Crayola Treasure Adventures
Reviewing games that are clearly designed for children is a fraught activity - and it's worth saying from the very outset that if you're even within spitting distance of puberty, let alone actually through the whole traumatic thing, then you shouldn't touch Crayola Treasure Adventures with a bargepole, let alone a stylus.
It's about travelling around, talking with a suspicious red crayon and colouring things in, and not in an arty, "child-like-wonder" Okami sort of way; this is the kind of game where the red crayon regularly expresses how happy he is to have a friend like you. In the hands of an aging cynic, it feels like it's designed for juvenile loners who'll end up buying those pillows in the shape of women's bosoms to sleep on later in life.

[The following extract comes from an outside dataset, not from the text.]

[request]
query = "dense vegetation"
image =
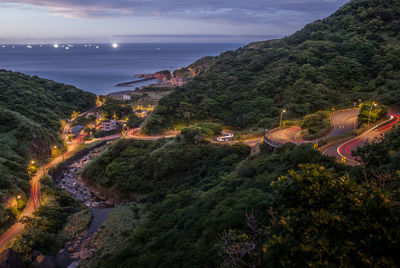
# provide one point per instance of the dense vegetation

Looking beyond my oh-so-clever adult cynicism for a minute, though - because I can only do the "look at me, I'm poking fun at a game designed for toddlers! Guffaw!" act for so long before I feel like feeding my own face into a blender - Crayola Treasure Adventures is actually quite a confusing piece of software. I understand that it's not aimed at me, but I'm struggling to work out who it is aimed at.
The thing is, it's incredibly simple. There are a mere handful of puzzles - some jigsaws, all of them very easy indeed, some join-the-dots puzzles (which all boil down to drawing a circle, in essence) and some colouring-in puzzles, which just ask you to scrub bits of the screen. In terms of actual game, that's it - and I can't escape the feeling that any child who can read (required to follow the dialogue and instructions) and count (required for joining the dots) is probably going to feel quite insulted by the whole thing.
Rather better is the colouring book section, which gives your nipper a huge selection of Crayola colours to choose from, and lets them go wild on the DS screen, colouring in a library of images. Cunningly, the DS is actually better than a normal colouring book, in a sense - it detects which area you started colouring in, and doesn't let you go over the borders of that area until you lift the stylus. On the downside, of course, there's no way to print out or share your images, which makes us suspect that most proud parents would be better off investing in some real crayons for their budding Picassos.
Perhaps there's a market here for parents of very small children, who want to play the game with them - treating it, in essence, as an interactive storybook and colouring book. If so, then it probably hits that mark quite nicely - but the absolutely tiny amount of adventure content, and the fact that the puzzles simply won't be any challenge to a child of reading age, makes it impossible to give this game a particularly good score. We doubt it was on many wish-lists anyway - but for parents in the audience, honestly, we'd suggest easily washable walls and a nice pack of real Crayolas any day.